As we noted back then, it is still the case that:
“Successful SaaS pricing is all about understanding the customer. It must appeal to the customer intuitively and must seem fair. It must show immediate returns to the customer and promise future value.”
Four of the best known pricing models are consumption, subscriptions, site licenses and auctions. These models are in turn based on different variables and calculated using very different processes. Each model may be more suitable for a specific kind of Cloud offering.
Figure 1: Four Familiar Cloud Pricing Models
Source: Saugatuck Technology Inc.
For example, consumption pricing usually requires metering to track usage, although basic, rudimentary consumption pricing may be based on simple time or transaction counts. However, metered usage may also make use of a rating engine (see Note 2) that calculates usage according to a service agreement and rate plan.

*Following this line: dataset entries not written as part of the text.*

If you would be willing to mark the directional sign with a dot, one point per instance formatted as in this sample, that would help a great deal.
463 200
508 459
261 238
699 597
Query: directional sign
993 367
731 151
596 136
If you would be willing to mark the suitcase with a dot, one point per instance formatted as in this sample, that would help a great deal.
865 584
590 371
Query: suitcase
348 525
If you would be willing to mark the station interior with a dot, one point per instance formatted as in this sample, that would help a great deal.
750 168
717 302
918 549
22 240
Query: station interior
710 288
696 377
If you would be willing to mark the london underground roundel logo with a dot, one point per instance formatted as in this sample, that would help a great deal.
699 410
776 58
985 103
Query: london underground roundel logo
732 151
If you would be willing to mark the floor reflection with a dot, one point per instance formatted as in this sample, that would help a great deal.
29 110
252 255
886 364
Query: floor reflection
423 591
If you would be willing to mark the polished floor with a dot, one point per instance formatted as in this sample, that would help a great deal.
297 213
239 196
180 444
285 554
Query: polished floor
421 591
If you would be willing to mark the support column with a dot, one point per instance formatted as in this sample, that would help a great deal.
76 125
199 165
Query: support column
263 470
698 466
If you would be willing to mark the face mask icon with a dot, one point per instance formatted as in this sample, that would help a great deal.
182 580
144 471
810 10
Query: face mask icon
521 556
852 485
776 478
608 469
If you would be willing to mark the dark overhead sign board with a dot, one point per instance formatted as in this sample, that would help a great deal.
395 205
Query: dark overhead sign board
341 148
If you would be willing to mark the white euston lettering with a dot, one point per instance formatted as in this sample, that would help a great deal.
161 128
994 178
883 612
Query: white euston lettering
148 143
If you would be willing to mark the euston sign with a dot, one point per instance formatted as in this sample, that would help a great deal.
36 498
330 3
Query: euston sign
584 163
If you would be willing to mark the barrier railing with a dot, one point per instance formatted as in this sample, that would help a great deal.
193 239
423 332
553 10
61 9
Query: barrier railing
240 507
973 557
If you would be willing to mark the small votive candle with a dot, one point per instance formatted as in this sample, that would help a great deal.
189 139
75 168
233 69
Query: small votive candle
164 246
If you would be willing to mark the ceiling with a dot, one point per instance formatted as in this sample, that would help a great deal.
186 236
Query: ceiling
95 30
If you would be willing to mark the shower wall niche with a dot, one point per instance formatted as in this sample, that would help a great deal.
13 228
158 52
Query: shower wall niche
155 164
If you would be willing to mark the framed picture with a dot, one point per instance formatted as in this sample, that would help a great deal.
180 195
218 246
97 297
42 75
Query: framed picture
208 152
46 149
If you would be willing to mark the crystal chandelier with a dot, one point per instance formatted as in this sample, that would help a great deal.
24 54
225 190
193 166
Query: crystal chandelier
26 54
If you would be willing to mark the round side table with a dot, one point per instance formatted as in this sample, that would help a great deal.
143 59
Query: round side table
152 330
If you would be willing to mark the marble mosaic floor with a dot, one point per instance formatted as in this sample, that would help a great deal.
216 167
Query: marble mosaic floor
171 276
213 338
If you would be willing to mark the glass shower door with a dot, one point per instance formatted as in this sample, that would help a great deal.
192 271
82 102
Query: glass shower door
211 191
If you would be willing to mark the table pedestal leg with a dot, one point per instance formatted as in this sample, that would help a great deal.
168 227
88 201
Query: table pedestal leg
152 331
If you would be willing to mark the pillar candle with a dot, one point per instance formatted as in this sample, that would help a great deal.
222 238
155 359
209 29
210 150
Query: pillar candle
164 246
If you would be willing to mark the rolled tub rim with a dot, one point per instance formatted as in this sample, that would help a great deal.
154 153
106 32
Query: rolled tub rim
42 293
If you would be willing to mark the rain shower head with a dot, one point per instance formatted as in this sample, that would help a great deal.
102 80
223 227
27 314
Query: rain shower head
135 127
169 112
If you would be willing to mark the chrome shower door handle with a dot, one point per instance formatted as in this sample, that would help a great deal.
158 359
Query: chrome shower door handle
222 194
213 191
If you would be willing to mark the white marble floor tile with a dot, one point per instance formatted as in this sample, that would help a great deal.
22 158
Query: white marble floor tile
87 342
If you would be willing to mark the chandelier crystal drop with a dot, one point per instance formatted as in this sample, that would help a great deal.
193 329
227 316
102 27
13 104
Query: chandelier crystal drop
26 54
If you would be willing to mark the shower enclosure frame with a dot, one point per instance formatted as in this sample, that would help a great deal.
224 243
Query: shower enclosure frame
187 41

This can get exotic and may include flat rates, elapsed-time rates, tiered rates, bracketed rates, metered-usage rates, day-of-week rates, time-of-day rates, or some combination of them and may also consider the license type, whether named or unnamed users, pooled or concurrent users, and so on. MetraTech introduced in 4Q2012 a “Real-time Commerce Decision Engine,” based on an extensible metadata-driven architecture that makes it possible to model services, introduce services and pricing plans, including products, services, groups of accounts, usage types, charge types, utilization or commitment tiers, resellers, national jurisdictions, and multiple currencies and to change them in rapid response to market demands. That modeling capability makes what-if pricing a practical reality for the first time.
Subscriptions, site licenses and auctions are three other familiar approaches to the value metric. “Per user per month” became a popular part of the IT vocabulary thanks to the early Cloud leadership of salesforce.com and other SaaS pioneers. However, the value metric has never been the whole story. The job of the value metric is to provide a proxy for the value provided by a Cloud solution and, typically allows the buyer to estimate the bottom line price; that is, before add-on services and options are included in the total Cloud solution bundle. The same goes for site licensing, with tiers making it easy to guess at the vanilla bottom-line price before all those enticing extras. Auctions are popular in the Cloud as a means of pricing products, e.g., on eBay, but typically do not apply to Cloud solutions with the former exception of Amazon Web Services, now discontinued as a pricing mechanism. The use of time-of-day Cloud pricing serves a similar function for the provider by maximizing infrastructure utilization through lower execution prices for under-utilized day parts.